Аркадий кивнул во сне головой и сказал, не произнося ни звука, то, что услышали только две стоявшие рядом женщины.
- Мне необходимо объясниться, девочки.
- Мы знаем, - ответили они. - Мы даже знаем, что именно ты хочешь сказать.
- Разве такое возможно? - удивился он. - Этого не знает никто. Я и сам лишь догадываюсь, будто в мутной воде руками ощупываю. Хочу сказать, но не знаю, что именно. Потому и хочу поговорить с вами, ангелы мои, что я должен разобраться в происходящем. Я же ничего не понимаю, запутался я. Сам себе руки перетянул жгутом, мозги клеем залил.
- Глупости, - ответила одна из дам.
- Ты не бурли, - проговорила вторая, - а полежи спокойно. Всё само собой прояснится. Понимаешь ты это или нет? Слишком много чувств. Они потопят, раздавят, сожгут, пожрут. Ты не справишься с чувствами. Они непобедимы. Они вне человека. Но ты добровольно запускаешь их в себя. Чувства живут из века в век, они бессмертны. Поэты слагают гимны в их честь, потому что находятся в услужении у чувств и стали их рабами. Чувства непобедимы. Страсть сильнее логики. Ты можешь превозмочь её на время, пересилить, но не убить. Ты сдержишь её, не дашь выплеснуться, но она всё равно останется в тебе и будет терзать… Не спеши, просто лежи и смотри. Пусть всё идёт перед тобой, а ты лежи и смотри…
Аркадий молча кивнул головой.
Женские фигуры плавно поднялись в сонный воздух и обратились в игральную карту. Из тьмы к нарисованным королевам выплыли другие карты. Запестрели короли, шестёрки, тузы…
Аркадий сунул руку за пазуху и достал оттуда ворох потрёпанных бумаг.

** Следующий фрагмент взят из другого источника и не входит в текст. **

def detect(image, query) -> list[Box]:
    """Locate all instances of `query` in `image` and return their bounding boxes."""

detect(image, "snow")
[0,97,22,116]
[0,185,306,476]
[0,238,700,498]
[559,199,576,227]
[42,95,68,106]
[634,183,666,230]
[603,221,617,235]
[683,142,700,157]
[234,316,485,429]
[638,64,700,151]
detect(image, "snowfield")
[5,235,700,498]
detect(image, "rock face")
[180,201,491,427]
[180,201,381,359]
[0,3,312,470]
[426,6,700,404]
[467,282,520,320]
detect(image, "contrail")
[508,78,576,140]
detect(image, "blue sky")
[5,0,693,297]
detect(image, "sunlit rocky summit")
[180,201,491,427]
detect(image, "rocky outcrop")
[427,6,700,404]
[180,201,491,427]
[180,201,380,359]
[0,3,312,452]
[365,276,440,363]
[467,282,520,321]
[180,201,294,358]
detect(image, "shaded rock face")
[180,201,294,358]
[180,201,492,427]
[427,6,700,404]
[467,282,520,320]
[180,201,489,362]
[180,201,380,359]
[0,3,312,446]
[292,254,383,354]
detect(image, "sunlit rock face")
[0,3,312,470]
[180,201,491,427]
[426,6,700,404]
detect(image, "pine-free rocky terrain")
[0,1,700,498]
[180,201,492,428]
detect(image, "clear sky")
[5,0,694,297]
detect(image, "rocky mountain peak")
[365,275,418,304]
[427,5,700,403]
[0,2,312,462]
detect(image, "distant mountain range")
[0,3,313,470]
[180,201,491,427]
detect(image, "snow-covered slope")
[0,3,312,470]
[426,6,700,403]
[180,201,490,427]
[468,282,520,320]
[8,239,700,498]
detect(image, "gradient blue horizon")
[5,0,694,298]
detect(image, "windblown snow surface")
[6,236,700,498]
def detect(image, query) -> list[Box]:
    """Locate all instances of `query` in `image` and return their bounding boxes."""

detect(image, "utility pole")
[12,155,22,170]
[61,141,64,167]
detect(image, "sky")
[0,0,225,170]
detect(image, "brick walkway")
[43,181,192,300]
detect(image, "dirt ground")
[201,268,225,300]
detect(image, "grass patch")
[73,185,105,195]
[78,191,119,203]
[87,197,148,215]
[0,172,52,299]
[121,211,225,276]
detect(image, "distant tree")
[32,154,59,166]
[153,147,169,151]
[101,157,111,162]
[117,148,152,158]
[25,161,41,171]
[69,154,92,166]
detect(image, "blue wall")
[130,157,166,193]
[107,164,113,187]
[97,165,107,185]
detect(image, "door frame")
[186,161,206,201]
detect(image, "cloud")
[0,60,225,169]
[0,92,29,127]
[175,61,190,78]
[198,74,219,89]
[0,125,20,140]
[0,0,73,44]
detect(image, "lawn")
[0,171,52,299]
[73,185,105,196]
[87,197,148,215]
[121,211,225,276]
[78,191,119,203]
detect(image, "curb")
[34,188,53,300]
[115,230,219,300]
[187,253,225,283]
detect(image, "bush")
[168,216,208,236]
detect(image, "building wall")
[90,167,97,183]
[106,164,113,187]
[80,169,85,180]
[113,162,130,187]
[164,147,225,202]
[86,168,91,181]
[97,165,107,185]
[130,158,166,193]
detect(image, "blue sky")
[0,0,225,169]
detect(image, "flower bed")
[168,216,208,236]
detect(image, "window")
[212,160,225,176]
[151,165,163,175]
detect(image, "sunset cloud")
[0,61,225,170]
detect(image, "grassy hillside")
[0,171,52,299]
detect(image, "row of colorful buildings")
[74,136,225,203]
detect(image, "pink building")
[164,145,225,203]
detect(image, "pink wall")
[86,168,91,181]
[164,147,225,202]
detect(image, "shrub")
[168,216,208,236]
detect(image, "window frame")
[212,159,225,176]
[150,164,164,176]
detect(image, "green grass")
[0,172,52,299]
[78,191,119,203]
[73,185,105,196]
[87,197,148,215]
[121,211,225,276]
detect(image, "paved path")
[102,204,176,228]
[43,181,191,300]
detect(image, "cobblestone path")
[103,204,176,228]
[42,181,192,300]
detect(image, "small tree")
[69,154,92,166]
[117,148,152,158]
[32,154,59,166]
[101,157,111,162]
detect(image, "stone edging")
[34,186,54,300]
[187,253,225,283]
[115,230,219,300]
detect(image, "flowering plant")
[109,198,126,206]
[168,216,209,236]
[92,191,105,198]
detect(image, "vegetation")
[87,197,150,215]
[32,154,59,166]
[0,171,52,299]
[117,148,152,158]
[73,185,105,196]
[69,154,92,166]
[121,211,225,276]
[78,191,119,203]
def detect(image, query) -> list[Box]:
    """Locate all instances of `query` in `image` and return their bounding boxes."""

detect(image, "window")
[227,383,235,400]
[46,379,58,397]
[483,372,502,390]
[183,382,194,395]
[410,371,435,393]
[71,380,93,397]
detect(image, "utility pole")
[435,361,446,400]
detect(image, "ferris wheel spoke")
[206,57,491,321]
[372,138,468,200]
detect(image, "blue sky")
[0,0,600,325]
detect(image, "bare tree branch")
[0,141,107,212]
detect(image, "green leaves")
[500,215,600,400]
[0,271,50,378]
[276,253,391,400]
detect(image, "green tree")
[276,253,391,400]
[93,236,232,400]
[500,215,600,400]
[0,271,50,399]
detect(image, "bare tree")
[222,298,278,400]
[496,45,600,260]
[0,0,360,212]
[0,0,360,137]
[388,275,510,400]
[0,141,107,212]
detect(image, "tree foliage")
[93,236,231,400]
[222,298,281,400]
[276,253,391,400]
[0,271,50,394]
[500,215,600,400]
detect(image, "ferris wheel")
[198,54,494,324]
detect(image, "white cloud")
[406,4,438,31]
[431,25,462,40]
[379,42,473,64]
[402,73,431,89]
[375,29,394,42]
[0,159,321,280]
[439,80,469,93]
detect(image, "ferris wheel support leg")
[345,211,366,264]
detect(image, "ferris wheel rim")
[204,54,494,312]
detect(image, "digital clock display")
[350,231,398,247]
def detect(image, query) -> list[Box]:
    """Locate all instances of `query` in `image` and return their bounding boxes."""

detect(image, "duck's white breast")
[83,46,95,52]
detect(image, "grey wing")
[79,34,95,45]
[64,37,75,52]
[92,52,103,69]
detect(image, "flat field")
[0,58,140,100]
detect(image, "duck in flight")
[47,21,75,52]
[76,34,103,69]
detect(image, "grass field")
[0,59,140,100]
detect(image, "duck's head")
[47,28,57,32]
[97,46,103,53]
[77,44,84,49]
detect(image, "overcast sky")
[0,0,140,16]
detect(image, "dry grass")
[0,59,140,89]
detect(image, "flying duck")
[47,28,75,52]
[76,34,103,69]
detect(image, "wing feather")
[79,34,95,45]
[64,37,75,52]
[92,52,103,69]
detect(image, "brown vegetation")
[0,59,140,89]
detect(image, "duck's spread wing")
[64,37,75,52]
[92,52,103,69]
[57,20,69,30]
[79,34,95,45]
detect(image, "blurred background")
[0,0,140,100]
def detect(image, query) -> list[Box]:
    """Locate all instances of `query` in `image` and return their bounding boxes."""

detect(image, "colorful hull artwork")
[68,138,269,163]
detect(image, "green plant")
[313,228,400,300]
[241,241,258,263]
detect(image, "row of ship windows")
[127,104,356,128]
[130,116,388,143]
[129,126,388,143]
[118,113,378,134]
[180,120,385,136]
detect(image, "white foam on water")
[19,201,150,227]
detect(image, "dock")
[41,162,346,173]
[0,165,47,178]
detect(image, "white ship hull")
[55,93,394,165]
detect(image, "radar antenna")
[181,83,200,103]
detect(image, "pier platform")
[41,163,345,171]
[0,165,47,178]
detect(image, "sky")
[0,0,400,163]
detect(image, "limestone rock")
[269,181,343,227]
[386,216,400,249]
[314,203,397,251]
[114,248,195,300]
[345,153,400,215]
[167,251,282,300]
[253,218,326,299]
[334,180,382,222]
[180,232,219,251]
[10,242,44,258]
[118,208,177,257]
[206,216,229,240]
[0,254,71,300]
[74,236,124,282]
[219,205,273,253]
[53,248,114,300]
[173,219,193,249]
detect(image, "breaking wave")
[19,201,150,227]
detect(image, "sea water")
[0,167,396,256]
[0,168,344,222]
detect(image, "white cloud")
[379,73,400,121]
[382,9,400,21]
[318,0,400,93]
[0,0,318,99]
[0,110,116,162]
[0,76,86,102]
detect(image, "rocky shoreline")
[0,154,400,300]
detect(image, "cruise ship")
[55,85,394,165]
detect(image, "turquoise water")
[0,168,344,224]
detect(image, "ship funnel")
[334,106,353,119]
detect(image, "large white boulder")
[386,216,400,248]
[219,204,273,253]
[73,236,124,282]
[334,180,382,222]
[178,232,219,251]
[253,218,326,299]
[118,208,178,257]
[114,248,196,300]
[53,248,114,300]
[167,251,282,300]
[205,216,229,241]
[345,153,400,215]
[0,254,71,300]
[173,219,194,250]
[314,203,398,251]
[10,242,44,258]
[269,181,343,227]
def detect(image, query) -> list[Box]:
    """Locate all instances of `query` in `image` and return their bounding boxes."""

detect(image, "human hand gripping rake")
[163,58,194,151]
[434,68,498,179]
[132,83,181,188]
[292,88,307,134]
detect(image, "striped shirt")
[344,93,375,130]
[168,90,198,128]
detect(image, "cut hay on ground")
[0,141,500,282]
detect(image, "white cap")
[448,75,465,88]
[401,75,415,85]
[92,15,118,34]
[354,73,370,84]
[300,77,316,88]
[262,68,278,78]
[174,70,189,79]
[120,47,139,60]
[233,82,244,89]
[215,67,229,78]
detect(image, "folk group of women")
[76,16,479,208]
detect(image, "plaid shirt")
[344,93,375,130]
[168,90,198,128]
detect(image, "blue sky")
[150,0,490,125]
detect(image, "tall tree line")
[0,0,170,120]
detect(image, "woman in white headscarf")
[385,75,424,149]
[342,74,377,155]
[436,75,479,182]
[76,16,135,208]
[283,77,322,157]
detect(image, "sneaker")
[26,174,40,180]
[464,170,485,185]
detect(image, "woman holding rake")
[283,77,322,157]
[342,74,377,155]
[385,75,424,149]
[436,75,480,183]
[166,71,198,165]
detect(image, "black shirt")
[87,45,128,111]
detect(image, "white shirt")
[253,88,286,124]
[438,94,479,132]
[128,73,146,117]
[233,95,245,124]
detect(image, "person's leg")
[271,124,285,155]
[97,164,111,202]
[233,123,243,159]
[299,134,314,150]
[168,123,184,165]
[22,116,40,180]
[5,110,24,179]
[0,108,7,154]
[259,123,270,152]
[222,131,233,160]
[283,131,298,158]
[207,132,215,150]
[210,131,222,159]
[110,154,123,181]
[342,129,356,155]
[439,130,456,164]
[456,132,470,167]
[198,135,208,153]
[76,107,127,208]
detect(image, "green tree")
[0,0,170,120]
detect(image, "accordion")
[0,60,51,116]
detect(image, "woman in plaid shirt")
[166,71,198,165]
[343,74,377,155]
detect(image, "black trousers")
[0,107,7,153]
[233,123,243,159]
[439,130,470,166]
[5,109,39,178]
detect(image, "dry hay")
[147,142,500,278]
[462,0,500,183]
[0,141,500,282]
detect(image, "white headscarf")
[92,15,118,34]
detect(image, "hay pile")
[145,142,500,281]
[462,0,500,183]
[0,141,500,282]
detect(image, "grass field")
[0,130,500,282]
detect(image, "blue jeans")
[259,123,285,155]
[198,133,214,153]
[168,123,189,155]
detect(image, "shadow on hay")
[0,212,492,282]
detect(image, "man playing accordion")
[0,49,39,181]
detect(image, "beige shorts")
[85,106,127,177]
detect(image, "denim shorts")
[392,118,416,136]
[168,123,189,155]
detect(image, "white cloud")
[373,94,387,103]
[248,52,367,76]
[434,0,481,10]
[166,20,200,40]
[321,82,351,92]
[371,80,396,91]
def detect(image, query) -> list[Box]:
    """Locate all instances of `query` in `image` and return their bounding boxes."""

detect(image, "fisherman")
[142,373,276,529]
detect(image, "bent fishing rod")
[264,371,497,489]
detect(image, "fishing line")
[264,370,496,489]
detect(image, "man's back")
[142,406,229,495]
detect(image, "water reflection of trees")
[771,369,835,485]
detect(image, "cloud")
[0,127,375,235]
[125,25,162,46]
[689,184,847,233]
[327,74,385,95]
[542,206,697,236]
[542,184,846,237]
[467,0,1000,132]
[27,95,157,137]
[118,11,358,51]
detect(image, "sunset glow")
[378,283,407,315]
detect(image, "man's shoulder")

- Вот, - произнёс он, не открывая глаз, - эти старые тетрадки я обнаружил случайно. Они рассыпались из–за моей небрежности. Эти листки - может, их нет на самом деле, может, это сон - я нашёл в одной папке, которую запихнул почему–то подальше от чужих глаз, словно самое сокровенное. Но здесь толком ничего нет. Обрывки, которые я вам хотел адресовать, но не сумел. Я, оказывается, не умею пользоваться словами. Чувства есть, но нет слов, из которых я мог бы вылепить эти чувства. Огонь на бумагу не ложится. Но если вы утверждаете, что во сне можно сделать всё, я попробую составить эти листочки воедино. Только вы не разъединяйтесь, оставайтесь одним целым, чтобы мне было проще с вами разговаривать.